On Sat, 2008-03-01 at 15:46 +0100, Dirk Meyer wrote:
> > Ideally this code should allow foo() and bar() to execute in parallel,
> > but it doesn't. Sure you could create a separate mutex for foo() and
> > pass it to its synchronized() decorator, but that sucks.
>
> What do you suggest?
Don't do this:
def synchronized(lock=threading.Lock()):
This only ever allocates one lock, at import time. It does not create
new threading.Lock objects for each invocation of synchronized, as I
think you might be expecting based on this code. It's a common pitfall
in python.
Do this:
def synchronized(lock = None):
def decorator(f):
f.__kaa_synchronized_lock = lock or threading.RLock()
[...]
> @synchronized()
> def f1(self):
> critical
>
> def f2(self):
> uncritical
> with synchronized(self):
> critical
> uncritical
>
> That would be a hack to use the same function as decorator and inside
> a function, but it would be a very cool feature.
I'm not sure how this would work: would the critical section in f2() be
synchronized with f1()?
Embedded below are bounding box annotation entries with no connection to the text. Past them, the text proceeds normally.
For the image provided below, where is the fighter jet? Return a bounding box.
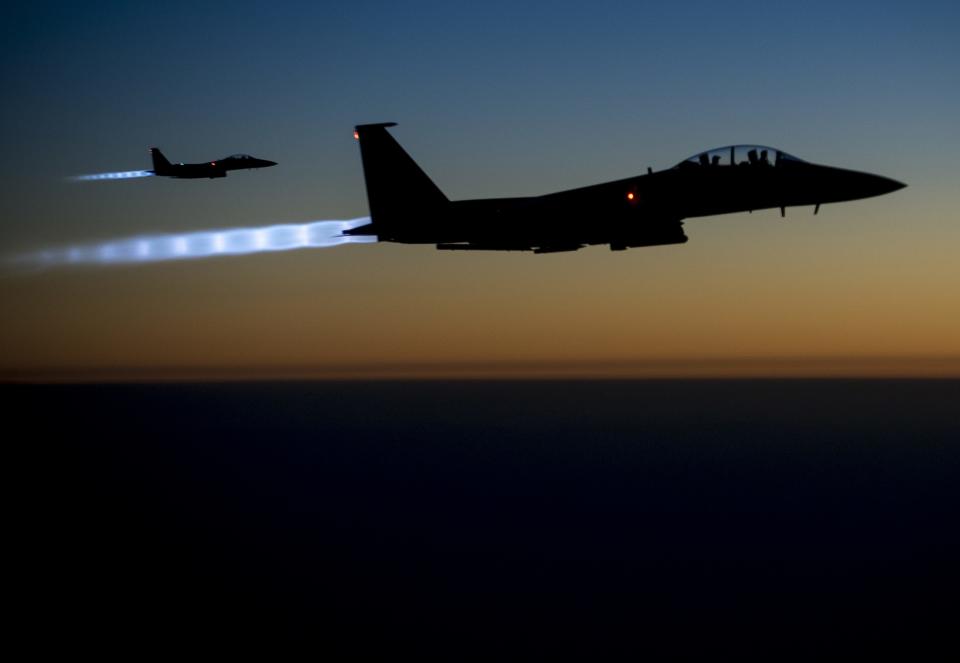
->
[147,147,277,179]
[345,122,906,253]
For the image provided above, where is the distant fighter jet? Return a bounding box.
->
[148,147,277,179]
[344,122,906,253]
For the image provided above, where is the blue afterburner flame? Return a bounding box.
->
[69,170,154,182]
[13,216,377,268]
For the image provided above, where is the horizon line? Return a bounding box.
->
[0,356,960,384]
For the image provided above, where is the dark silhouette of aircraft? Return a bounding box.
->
[344,122,906,253]
[149,147,277,179]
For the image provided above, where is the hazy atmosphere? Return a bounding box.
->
[0,1,960,380]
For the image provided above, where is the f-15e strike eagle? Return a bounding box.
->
[344,122,906,253]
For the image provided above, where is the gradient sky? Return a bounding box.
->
[0,0,960,379]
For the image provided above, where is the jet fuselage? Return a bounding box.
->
[349,125,904,253]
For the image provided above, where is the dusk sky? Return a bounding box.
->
[0,0,960,379]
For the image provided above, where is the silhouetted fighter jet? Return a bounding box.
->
[150,147,277,179]
[345,122,906,253]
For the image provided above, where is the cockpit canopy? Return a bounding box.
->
[677,145,803,168]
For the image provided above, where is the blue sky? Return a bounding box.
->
[0,2,960,376]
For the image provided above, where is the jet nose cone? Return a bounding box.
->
[870,175,907,196]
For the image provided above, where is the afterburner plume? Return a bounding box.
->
[10,216,377,268]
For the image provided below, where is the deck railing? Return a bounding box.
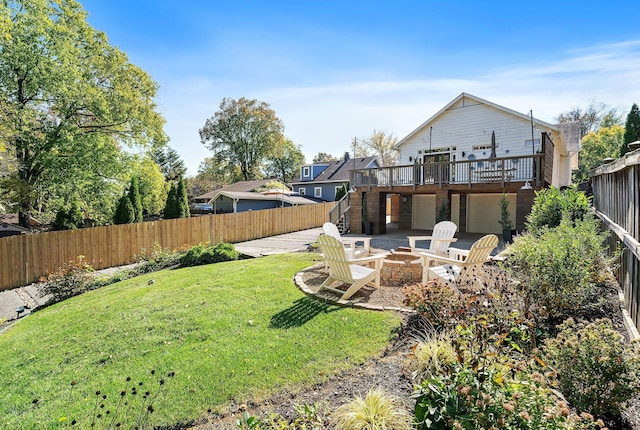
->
[350,154,544,187]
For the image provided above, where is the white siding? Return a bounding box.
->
[467,194,516,234]
[400,100,548,164]
[411,194,436,230]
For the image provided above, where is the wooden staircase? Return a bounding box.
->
[329,193,351,234]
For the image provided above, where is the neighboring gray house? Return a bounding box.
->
[291,152,380,202]
[194,179,320,213]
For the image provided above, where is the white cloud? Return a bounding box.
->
[161,41,640,174]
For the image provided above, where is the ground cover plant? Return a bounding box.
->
[405,188,640,429]
[0,253,400,428]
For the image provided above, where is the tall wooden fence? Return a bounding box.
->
[0,203,334,290]
[591,150,640,328]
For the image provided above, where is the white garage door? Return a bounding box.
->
[411,195,436,230]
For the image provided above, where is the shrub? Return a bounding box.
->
[179,242,240,266]
[505,217,608,320]
[38,255,93,303]
[332,388,412,430]
[526,186,589,234]
[413,325,604,430]
[542,318,640,416]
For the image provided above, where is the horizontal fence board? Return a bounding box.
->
[0,202,334,290]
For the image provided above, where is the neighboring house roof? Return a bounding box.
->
[216,191,318,205]
[394,93,580,154]
[194,179,288,200]
[0,214,40,227]
[291,157,379,184]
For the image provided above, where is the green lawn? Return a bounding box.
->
[0,253,400,428]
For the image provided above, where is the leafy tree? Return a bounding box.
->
[151,147,187,182]
[176,178,191,218]
[113,192,136,224]
[200,97,284,181]
[556,101,620,137]
[129,176,144,222]
[313,152,338,164]
[620,103,640,156]
[163,183,180,219]
[362,130,398,166]
[573,125,624,183]
[0,0,166,226]
[264,139,304,182]
[133,157,168,214]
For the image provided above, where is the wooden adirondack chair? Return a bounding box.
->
[407,221,458,256]
[317,234,386,300]
[421,234,498,287]
[322,222,371,260]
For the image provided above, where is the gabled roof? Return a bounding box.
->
[216,190,318,205]
[394,93,559,149]
[195,179,288,200]
[291,157,378,184]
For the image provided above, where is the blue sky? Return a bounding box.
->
[80,0,640,175]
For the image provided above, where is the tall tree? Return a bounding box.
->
[200,97,284,181]
[162,182,180,219]
[620,103,640,156]
[151,147,187,182]
[556,101,620,137]
[573,125,624,183]
[0,0,166,226]
[133,157,169,215]
[264,139,304,182]
[129,176,144,222]
[176,178,191,218]
[362,130,398,166]
[113,192,136,224]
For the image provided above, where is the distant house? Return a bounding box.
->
[291,152,380,202]
[194,179,319,213]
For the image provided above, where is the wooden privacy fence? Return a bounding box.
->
[591,150,640,328]
[0,203,334,290]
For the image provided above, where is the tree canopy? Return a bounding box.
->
[573,125,624,183]
[264,139,304,182]
[200,97,284,181]
[360,130,398,166]
[556,101,622,137]
[0,0,167,226]
[620,103,640,156]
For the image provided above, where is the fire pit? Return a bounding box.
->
[380,252,422,287]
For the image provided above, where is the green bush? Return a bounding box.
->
[413,325,604,430]
[38,255,94,303]
[179,242,240,266]
[526,186,589,234]
[505,216,609,320]
[542,318,640,416]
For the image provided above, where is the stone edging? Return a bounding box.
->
[293,263,416,314]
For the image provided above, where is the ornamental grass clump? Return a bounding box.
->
[542,318,640,416]
[412,323,604,430]
[332,388,413,430]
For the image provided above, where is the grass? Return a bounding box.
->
[0,253,399,428]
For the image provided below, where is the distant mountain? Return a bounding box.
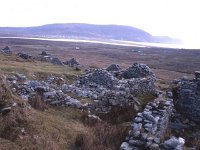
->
[0,23,180,43]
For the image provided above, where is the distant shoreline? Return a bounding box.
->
[0,37,186,49]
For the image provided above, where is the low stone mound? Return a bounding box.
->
[51,58,64,65]
[79,69,119,89]
[120,97,173,150]
[17,52,32,59]
[121,63,154,79]
[2,46,12,55]
[173,72,200,123]
[64,58,80,67]
[40,51,49,56]
[106,64,121,71]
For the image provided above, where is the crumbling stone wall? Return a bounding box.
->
[62,64,156,112]
[120,97,173,150]
[175,72,200,122]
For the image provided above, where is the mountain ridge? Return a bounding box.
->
[0,23,180,44]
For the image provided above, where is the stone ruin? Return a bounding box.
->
[62,64,157,112]
[120,63,155,79]
[7,74,83,108]
[51,58,64,65]
[120,97,175,150]
[17,52,33,59]
[64,58,80,67]
[174,71,200,123]
[1,46,12,55]
[106,64,121,71]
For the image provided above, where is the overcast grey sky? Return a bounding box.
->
[0,0,200,45]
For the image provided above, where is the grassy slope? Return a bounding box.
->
[0,54,88,149]
[0,54,132,150]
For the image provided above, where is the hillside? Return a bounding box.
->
[0,23,180,44]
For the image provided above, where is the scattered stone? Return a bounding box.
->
[40,51,48,56]
[1,46,12,55]
[120,97,173,150]
[51,58,64,65]
[0,107,11,116]
[106,64,121,71]
[164,136,185,150]
[175,71,200,123]
[121,63,154,79]
[15,73,27,82]
[64,58,80,67]
[17,52,32,59]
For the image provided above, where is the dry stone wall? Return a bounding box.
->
[120,97,173,150]
[174,72,200,123]
[62,64,157,112]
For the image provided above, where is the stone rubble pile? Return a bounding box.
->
[120,63,155,79]
[120,97,173,150]
[64,58,80,67]
[106,64,121,71]
[174,71,200,123]
[62,64,157,112]
[7,74,82,108]
[1,46,12,55]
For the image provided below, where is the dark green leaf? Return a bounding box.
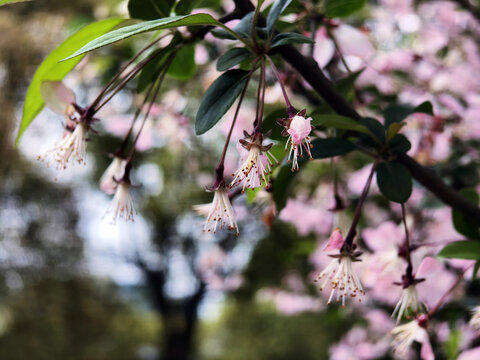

In other words is this:
@synchronized()
def f1(self):
[...]
synonymous with this:
def f1(self):
with synchronized(self):
[...]
?
I guess this is ok, although obviously that's not what the code does
now. :) We'd need the same sort of
is-decorated-function-actually-a-method hack that's in timer.py.
This would be possible to implement (that is, synchronized can be either
a decorator or a context manager), I think.